Scandale de faux diplômes à l’APMF : onze personnes écrouées, après l’enquête du BIANCO
Une vaste affaire de fraude documentaire éclabousse l’Agence Portuaire Maritime et Fluviale (APMF). Après plusieurs mois d’enquête, le Bureau Indépendant Anti-Corruption (BIANCO) a démantelé un réseau présumé de faux diplômes impliquant des agents publics, un responsable d’établissement supérieur privé et des agents du ministère de la Fonction publique. Onze personnes ont été placées sous mandat de dépôt.
De faux diplômes pour des promotions internes
L’affaire remonte à 2025, lorsque les investigateurs du BIANCO ont découvert qu’un responsable de l’Agence Portuaire Maritime et Fluviale utilisait un faux diplôme dans le cadre de sa carrière professionnelle.

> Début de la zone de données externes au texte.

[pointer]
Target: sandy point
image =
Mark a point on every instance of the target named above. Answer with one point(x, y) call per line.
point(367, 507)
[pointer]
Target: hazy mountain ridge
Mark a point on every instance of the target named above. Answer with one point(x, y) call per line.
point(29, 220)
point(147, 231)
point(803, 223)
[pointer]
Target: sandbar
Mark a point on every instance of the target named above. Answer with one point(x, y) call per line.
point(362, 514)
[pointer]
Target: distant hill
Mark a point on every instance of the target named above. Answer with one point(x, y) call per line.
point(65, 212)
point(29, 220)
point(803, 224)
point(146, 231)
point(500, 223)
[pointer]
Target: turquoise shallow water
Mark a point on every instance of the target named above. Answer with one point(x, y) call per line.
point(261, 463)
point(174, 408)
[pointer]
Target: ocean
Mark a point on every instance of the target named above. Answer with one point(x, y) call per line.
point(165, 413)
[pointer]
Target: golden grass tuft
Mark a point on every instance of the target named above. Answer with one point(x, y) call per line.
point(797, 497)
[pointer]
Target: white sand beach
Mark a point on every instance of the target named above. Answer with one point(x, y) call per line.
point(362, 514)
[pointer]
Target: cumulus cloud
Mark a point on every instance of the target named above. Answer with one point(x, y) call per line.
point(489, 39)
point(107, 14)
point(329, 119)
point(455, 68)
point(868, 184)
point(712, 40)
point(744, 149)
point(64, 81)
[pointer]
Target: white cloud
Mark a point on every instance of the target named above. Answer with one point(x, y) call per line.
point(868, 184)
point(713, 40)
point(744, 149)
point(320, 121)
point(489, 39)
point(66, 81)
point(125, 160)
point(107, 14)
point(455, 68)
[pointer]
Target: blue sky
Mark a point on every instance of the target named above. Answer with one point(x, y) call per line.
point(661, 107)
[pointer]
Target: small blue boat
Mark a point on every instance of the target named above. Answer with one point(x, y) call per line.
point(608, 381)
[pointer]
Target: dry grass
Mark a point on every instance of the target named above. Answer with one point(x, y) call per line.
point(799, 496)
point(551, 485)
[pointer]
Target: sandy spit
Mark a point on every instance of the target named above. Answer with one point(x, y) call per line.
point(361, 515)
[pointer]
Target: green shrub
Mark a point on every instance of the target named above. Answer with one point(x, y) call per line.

Cette découverte a conduit les enquêteurs à approfondir leurs vérifications sur d’autres diplômes issus du même établissement universitaire privé, jugé suspect. Les investigations ont alors permis d’identifier dix autres diplômes présumés falsifiés.
Selon le communiqué du BIANCO, les documents incriminés concernaient principalement des diplômes de Licence et de Master utilisés dans des procédures administratives liées à l’évolution de carrière au sein de la fonction publique. D’après les éléments recueillis par les enquêteurs, les personnes mises en cause auraient cherché à obtenir des postes plus avantageux ou des reclassements indiciaires en utilisant de faux diplômes. Ces pratiques leur auraient permis de bénéficier de promotions internes et de revalorisations salariales indues.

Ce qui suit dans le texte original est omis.